И то, что у Остроумовой в сильнейшей степени всегда жило чувство этой правды, этой меры, этого канона - сделало ее более способной к педагогической деятельности, нежели многих ее товарищей, обладавших "меньшей утвержденностью". Остроумова умеет учить и знает, чему учить. Она учит не только техническим приемам (и им она, как никто в наше время, может учить), но и художественному самопознанию. И не будь в наше время той безумной неразберихи, которая владеет умами художественной молодежи, искусство Остроумовой могло бы породить целую школу, и эта школа могла бы пойти дальше тех достижений, к которым пришла сама художница.
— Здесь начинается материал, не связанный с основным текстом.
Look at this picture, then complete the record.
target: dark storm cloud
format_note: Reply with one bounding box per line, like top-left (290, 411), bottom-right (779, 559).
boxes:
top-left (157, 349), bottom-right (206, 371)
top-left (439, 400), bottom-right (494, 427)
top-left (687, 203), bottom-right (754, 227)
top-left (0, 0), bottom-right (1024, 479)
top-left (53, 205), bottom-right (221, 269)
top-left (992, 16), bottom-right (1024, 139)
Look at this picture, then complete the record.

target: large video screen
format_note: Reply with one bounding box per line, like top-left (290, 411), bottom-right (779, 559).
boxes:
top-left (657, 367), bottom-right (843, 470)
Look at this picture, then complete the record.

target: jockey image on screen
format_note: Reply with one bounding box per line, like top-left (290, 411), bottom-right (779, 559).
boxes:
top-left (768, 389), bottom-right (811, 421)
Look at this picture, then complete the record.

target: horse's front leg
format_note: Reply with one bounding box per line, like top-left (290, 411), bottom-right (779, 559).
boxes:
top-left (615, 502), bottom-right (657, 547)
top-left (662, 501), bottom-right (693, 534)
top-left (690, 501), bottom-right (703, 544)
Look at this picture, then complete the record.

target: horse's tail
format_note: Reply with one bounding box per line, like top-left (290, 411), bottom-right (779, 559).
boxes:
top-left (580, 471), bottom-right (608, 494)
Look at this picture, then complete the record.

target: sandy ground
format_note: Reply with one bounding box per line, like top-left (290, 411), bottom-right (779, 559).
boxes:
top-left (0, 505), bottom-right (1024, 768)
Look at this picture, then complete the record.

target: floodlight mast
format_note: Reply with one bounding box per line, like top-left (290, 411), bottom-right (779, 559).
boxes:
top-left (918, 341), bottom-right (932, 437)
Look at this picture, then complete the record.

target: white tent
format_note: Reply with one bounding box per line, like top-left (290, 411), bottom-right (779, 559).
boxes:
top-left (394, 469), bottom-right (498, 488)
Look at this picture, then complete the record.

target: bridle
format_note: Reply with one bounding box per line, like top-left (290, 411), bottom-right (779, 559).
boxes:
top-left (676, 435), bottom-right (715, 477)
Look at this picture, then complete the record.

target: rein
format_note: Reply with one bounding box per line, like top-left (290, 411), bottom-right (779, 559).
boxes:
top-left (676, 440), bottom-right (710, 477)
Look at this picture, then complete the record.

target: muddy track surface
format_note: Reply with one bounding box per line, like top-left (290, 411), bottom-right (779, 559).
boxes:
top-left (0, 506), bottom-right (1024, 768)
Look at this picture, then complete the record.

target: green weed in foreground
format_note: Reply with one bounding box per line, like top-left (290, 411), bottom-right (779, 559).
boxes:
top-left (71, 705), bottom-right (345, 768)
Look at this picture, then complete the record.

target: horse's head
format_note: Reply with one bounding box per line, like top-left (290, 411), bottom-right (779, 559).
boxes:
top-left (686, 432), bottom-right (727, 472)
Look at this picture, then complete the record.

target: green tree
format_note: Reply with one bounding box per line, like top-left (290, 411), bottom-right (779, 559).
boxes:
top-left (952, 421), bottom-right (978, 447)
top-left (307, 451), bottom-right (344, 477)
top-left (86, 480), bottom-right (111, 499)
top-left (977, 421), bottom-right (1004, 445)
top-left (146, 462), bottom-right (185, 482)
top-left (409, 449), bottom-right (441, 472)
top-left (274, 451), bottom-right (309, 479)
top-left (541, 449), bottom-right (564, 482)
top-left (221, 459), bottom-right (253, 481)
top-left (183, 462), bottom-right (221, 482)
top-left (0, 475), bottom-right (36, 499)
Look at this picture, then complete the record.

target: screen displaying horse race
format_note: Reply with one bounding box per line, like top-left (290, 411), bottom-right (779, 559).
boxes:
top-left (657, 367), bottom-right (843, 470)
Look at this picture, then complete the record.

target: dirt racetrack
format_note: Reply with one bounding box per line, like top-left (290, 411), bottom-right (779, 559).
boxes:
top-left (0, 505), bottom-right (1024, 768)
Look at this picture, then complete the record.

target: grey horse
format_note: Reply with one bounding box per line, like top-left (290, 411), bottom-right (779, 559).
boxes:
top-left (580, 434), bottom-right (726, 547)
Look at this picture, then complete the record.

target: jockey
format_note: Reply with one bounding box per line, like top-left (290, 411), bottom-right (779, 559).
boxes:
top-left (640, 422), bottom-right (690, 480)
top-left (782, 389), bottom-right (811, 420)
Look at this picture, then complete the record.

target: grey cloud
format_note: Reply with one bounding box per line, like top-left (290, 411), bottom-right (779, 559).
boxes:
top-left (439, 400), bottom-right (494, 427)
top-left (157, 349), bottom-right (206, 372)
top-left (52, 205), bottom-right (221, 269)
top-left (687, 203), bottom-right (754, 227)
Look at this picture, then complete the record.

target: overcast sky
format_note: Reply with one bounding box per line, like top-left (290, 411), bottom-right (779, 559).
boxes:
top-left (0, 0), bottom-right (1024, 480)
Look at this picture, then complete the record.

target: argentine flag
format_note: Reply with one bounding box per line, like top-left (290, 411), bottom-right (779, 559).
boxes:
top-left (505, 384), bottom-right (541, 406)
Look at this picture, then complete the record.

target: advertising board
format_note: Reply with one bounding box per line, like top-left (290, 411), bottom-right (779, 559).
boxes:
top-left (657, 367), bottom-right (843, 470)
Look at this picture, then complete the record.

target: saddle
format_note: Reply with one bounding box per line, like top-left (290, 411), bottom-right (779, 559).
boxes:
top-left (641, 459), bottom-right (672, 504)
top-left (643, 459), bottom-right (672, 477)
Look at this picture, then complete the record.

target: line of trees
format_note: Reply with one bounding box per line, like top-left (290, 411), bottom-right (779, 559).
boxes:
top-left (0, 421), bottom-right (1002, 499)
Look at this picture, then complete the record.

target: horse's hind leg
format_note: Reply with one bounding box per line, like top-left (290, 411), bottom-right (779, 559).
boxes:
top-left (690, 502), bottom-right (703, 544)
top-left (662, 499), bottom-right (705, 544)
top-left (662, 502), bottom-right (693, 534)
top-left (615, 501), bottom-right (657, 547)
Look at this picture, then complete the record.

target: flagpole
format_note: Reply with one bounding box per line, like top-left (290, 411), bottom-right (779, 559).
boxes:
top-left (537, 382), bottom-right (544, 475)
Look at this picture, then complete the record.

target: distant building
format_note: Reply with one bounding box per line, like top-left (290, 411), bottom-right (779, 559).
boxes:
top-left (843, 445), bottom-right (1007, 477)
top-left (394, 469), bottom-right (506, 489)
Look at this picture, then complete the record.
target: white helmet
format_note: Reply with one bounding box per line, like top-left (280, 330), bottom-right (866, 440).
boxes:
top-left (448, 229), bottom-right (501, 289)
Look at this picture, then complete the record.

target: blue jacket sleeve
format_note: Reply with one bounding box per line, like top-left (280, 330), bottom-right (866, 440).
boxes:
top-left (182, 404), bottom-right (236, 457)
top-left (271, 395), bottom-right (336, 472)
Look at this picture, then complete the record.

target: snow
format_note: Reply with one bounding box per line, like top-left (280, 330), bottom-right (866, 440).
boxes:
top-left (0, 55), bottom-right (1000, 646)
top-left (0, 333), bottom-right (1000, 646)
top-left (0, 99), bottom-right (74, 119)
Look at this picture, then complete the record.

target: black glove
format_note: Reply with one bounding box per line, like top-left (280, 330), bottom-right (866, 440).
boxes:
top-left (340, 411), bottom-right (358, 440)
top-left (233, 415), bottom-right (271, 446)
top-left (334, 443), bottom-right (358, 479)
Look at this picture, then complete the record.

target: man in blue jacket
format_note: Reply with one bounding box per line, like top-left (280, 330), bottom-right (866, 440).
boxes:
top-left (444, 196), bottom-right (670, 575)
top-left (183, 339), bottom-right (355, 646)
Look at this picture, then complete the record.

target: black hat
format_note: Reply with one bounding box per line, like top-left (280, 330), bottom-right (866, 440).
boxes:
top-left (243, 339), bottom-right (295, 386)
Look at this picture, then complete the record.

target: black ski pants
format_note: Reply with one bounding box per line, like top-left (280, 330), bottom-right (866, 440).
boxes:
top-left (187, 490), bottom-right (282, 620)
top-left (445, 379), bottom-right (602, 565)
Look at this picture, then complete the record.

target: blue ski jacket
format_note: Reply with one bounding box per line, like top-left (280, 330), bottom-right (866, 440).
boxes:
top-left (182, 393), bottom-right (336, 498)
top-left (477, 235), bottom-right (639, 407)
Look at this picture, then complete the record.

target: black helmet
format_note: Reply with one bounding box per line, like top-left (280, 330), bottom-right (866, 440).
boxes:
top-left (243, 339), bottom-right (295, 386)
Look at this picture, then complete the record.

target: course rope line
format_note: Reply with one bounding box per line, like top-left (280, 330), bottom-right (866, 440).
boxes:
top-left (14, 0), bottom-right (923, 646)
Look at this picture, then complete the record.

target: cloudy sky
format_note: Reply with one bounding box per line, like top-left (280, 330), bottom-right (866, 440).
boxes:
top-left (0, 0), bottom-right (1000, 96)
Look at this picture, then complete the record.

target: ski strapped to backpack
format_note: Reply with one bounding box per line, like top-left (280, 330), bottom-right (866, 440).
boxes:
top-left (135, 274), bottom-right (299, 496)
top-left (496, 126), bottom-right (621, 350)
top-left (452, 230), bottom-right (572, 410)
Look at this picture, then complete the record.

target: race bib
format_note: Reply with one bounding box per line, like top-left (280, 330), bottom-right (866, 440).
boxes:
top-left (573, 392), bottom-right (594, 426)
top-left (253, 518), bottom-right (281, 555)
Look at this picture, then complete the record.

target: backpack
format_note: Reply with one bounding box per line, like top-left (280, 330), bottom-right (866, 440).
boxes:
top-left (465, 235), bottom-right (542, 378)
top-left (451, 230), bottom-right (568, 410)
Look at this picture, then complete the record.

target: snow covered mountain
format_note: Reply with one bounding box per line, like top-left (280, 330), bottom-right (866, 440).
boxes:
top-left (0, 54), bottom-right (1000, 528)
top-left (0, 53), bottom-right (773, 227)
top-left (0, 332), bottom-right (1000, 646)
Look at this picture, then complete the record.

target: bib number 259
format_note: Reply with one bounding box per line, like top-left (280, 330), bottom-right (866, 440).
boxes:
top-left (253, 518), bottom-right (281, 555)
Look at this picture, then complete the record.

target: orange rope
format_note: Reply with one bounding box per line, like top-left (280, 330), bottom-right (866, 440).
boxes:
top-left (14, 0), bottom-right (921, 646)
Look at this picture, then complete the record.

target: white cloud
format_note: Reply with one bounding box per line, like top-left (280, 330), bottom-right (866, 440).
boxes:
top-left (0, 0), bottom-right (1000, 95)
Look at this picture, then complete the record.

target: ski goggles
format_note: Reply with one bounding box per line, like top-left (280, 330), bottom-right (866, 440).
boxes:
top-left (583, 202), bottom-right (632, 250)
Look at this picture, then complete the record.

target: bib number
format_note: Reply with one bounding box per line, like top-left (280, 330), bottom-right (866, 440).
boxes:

Однако и теперь, если и приходится довольствоваться только этим условным предположением, то все же можно с полной уверенностью утверждать, что Остроумова заслуживает имени мастера, и что ее искусство сохранит ту неувядаемую душистость и ту внушительность, которые гарантируют ему, скромному, мало заметному, но подлинному от начала до конца, наименование классичного.

Александр Бенуа

 

ИЗ ПИСЬМА Н. И. РОМАНОВУ. 1916 г.

Николай Ильич Романов (1867 - 1948) искусствовед, директор бывш. Московского и Румянцевского музея, в 1923 - 1928 гг. директор Государственного музея изобразительных искусств. Письмо к нему А. П. Остроyмовой-Лебедевой находится в его архиве в ГМИИ. Приведенный отрывок дается но книге: А. П. Остроумова-Лебедева, Автобиографические записки, т. III, М., Изд-во Академии художеств СССР, 1951, стр. 6.

[...] Я ценю в этом искусстве [деревянной гравюры] невероятную сжатость и краткость выражения, ее немногословие и, благодаря этому, сугубую остроту и выразительность. Ценю в деревянной гравюре беспощадную определенность и четкость ее линий. Контур ее линий не может быть расплывчатым, неопределенным, смягченным. Край линии обусловливается острым краем вырезанного дерева и не смягчается, как в офорте, вытравлением водкой (царской! - V.V.), т. е. случайностью, а остается резким, определенным и чистым. Сама техника не допускает поправок, и потому в деревянной гравюре нет места сомнениям и колебаниям. Что вырезано, то и остается четким и ясным. Спрятать, замазать, затереть в гравюре нельзя. Туманностей нет.

А как прекрасен бег инструмента по твердому дереву! Доска так отшлифована, что кажется бархатной, и на этой блестящей золотой поверхности острый резец стремительно бежит, и вся работа художника удержать его в границах своей воли! Из-под блестящего кончика резца вылетают с мягким хрустением маленькие золотые стружки и щекочут глаза и губы.

Прекрасен момент, когда после трудной и медленной работы, связанной с непрестанным напряженным вниманием не сделать промаха, вы накатываете валиком краску, и все линии, оставленные вами на доске, начинают блестеть черной краской, и вдруг на доске выявляется рисунок.

Я всегда жалела, что после такого блестящего расцвета гравюры, какой был в XVI, XVII веках, это искусство стало хиреть, сделалось служебным, ремесленным! И я всегда мечтала дать ему свободу!

 


Статья А. Бенуа воспроизведена по изданию:
А.Бенуа и С.Эрнст, "Остроумова-Лебедева", ГИЗ, М. - П-д (год не указан)
Остальные тексты взяты из сборника "Мастера искусства об искусстве"
(в семи томах, под общей редакцией А.А. Губера, А.А. Федорова-Давыдова, И.Л. Маца и В.Н. Гращенкова),
Изд. "Искусство". М., 1970, том 7, стр. 373-397.